Example use of RefiningParams and RangingParams

5 samples are collected from a single device, 1 is dropped from the high and low end, then the median
is calculated from the remaining 3 samples. The median is plugged into the NN
testing function, which uses inputs, hidden, maxRange, and weights to calculate
the estimated range of that device.

#### RangingResult
For collecting data on the effectiveness of the current RefiningParams and RangingParams.
* id1 - The local device
* id2 - The remote device
* rss - The refined signal strength
* freq - The refined frequency (WiFi only)
* width - The refined channel width (WiFi only)
* txPower - The refined transmit power (BTLE only)
* dist - The acutal distance
* range - The range estimate using the NN
* fspl - The constant free space path loss range calculation, for comparison.

### Local storage
Most data will need to be stored locally. Anything to be sent to or received from
the database will need to be persisted. Settings/preferences will also need to be saved.

#### Raw samples
When collecting raw samples they are stored as they come in. After the user sends
samples to the remote database and they are received, those samples are purged
from storage.

#### Ranging results
Written when raw samples are being collected and RangingParams are available.

#### User preferences
* Debug mode

#### File names
Sample collection or range testing involves caching to disk and sending manually.

Raw samples (cache before sending)
* rss_wifi4g_samples.csv
* rss_wifi5g_samples.csv
* rss_bt_samples.csv
* rss_btle_samples.csv
* tof_bt_hci_samples.csv
* tof_bt_java_samples.csv

Ranging estimates (cache before sending)
* rss_wifi4g_ranging_{key}.csv
* rss_wifi5g_ranging.csv
* rss_bt_ranging.csv
* rss_btle_ranging.csv
* tof_bt_hci_ranging.csv
* tof_bt_java_ranging.csv

### Ranging estimate results
Sampling at known distances after RangingParams are ready allows testing and
comparing ranging algorithms.
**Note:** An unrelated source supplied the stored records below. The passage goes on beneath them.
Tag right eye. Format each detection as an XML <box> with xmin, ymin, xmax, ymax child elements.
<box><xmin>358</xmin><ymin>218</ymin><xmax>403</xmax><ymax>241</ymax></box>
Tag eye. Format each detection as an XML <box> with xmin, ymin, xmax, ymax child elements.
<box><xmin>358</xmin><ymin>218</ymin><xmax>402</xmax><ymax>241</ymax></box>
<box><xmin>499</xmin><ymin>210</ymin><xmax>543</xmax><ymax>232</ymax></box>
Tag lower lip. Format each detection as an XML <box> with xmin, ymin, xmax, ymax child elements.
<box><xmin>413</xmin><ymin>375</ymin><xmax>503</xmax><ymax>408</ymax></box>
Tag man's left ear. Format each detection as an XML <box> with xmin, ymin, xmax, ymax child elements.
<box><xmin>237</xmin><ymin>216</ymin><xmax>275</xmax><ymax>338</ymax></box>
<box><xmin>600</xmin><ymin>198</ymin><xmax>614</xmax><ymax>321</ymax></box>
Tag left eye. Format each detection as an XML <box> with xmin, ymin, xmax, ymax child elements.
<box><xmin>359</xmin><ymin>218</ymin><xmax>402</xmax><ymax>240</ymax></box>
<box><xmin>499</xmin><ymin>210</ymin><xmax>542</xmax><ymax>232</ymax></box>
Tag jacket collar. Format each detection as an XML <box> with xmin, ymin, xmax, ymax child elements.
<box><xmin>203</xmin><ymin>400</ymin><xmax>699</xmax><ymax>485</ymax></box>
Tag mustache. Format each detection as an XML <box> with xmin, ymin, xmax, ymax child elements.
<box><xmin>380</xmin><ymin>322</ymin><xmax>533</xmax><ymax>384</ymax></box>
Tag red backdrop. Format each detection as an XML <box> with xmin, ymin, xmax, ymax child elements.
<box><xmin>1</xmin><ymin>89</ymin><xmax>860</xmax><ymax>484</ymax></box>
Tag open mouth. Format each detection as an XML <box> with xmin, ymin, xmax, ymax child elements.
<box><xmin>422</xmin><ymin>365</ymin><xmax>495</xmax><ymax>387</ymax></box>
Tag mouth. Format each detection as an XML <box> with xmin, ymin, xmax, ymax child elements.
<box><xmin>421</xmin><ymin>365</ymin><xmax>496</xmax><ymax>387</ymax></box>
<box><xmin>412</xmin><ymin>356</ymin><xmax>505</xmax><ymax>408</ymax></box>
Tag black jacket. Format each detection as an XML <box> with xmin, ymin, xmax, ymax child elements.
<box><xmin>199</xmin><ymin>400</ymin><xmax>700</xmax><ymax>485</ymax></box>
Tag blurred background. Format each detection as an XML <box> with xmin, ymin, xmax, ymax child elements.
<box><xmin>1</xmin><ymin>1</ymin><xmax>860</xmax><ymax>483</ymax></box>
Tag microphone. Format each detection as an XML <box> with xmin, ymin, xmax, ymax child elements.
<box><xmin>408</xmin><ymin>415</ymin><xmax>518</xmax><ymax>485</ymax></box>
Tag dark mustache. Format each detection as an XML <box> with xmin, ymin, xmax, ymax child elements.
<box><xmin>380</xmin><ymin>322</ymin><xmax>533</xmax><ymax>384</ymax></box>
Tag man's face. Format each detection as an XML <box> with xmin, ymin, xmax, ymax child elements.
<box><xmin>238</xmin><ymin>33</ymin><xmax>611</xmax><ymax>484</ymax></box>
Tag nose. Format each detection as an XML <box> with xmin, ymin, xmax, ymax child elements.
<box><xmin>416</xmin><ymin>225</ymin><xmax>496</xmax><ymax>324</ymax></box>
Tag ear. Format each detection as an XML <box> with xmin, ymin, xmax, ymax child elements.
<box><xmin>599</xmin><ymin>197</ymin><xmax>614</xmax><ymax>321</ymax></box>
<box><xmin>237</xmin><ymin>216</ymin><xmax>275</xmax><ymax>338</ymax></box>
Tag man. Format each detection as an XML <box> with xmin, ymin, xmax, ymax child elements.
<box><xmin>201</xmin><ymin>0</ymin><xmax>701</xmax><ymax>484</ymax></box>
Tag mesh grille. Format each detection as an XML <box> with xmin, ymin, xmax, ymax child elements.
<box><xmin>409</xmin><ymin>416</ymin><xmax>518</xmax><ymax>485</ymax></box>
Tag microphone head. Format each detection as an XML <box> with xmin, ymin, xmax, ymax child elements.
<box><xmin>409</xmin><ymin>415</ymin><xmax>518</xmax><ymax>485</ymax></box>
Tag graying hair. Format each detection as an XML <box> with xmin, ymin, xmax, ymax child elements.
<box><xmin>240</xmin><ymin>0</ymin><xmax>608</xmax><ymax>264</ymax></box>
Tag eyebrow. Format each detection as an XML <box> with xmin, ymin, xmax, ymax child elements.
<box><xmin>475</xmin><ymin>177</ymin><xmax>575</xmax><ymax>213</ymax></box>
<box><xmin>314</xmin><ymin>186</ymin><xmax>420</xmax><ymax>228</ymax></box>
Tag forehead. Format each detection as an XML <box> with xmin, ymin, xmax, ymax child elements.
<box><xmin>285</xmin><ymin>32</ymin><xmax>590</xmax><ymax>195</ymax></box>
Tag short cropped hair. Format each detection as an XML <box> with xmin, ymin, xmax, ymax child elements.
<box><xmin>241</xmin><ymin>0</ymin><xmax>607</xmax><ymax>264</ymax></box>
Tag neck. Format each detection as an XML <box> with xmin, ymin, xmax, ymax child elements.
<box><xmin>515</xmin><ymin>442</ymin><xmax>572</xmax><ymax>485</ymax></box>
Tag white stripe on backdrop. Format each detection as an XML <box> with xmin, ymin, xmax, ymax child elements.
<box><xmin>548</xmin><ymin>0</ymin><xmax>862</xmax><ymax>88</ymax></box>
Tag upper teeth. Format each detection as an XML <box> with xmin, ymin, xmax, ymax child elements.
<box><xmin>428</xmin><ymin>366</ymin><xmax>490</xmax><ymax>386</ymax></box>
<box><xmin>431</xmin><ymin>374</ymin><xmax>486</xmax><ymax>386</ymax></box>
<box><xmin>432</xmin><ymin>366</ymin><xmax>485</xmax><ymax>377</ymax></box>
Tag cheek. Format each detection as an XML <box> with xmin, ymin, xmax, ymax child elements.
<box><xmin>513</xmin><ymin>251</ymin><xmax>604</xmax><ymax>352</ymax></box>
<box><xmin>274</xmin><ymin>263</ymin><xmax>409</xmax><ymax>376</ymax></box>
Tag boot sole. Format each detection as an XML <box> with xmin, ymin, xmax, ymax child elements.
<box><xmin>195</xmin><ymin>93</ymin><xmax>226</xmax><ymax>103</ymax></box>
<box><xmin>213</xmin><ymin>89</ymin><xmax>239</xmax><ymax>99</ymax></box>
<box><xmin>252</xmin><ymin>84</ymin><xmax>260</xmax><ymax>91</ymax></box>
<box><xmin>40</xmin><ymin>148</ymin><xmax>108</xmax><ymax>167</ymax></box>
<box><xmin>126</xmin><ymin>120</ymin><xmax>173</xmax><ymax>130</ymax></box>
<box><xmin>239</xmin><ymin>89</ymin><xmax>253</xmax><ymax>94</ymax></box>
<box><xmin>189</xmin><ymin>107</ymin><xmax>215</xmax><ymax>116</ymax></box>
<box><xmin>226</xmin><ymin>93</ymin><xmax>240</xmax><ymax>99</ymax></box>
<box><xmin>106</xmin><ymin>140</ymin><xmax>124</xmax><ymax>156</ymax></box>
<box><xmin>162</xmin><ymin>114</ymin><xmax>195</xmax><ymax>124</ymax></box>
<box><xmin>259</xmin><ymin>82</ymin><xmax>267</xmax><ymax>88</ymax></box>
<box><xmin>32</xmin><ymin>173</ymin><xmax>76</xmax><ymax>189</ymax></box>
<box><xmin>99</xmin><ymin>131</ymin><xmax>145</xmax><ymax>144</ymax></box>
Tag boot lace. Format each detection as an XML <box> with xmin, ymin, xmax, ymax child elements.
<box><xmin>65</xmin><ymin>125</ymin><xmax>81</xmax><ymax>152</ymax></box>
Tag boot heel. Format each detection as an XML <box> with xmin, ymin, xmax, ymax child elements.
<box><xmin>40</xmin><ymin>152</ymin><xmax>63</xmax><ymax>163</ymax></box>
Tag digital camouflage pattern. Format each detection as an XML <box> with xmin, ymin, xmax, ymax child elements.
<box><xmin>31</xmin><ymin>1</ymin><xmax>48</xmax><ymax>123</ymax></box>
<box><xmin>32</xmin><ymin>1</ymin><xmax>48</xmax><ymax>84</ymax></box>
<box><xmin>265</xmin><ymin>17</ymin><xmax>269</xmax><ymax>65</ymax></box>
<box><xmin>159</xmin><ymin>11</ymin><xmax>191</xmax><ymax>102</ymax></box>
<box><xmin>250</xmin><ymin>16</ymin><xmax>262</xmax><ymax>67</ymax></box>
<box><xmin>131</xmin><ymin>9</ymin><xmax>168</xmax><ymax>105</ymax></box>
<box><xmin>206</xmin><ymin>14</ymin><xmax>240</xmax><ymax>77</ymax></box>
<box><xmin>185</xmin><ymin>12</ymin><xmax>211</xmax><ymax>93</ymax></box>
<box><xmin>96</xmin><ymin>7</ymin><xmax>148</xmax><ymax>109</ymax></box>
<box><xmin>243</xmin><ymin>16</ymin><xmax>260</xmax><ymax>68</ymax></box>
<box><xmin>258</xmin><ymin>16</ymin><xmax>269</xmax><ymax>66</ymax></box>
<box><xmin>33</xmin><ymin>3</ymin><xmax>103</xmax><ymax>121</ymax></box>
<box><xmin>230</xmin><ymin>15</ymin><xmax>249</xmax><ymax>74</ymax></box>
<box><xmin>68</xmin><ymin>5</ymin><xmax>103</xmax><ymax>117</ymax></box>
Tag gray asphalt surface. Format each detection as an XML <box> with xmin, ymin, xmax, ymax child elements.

There are two algorithms:
* Free space path loss - a statically defined and well known algorithm.
* The interpreted results / RangingParams - a modifiable algorithm described above.

Both algorithms can be tested in two different ways.
* Immediate ranging - estimate distance on every raw sample.
* Refined ranging - Combine multiple raw samples as described by the current RangingParams
before estimation.

Note only estimates that are refined are sent to the database.

### Old repos
Time of flight using Bluetooth has been added to this project from the repository
at https://github.com/jifalops/flat. The results it produced were particularly bad
so no attempt was made to make it fully functional here. Who would have thought
consumer devices are not really equipped to handle measuring things that move
at the speed of light?

This repo is basically a refactoring of https://github.com/jifalops/wsnlocalize
that gets rid of the parts involved with interpreted the RSS data (training a neural
network, etc.). Those parts are now done outside of the app and the app simply
uses the results. A main goal is simplifying that repo and getting rid of the fluff.

### A note about localization
It is very difficult to manage a bunch of sockets for ad hoc device communication.
The piece are here and it _kind of_ works experimentally, but it will probably take
a lot longer for it to become reliable. As such, the app doesn't really accomplish
the localization part yet. It's mostly about ranging.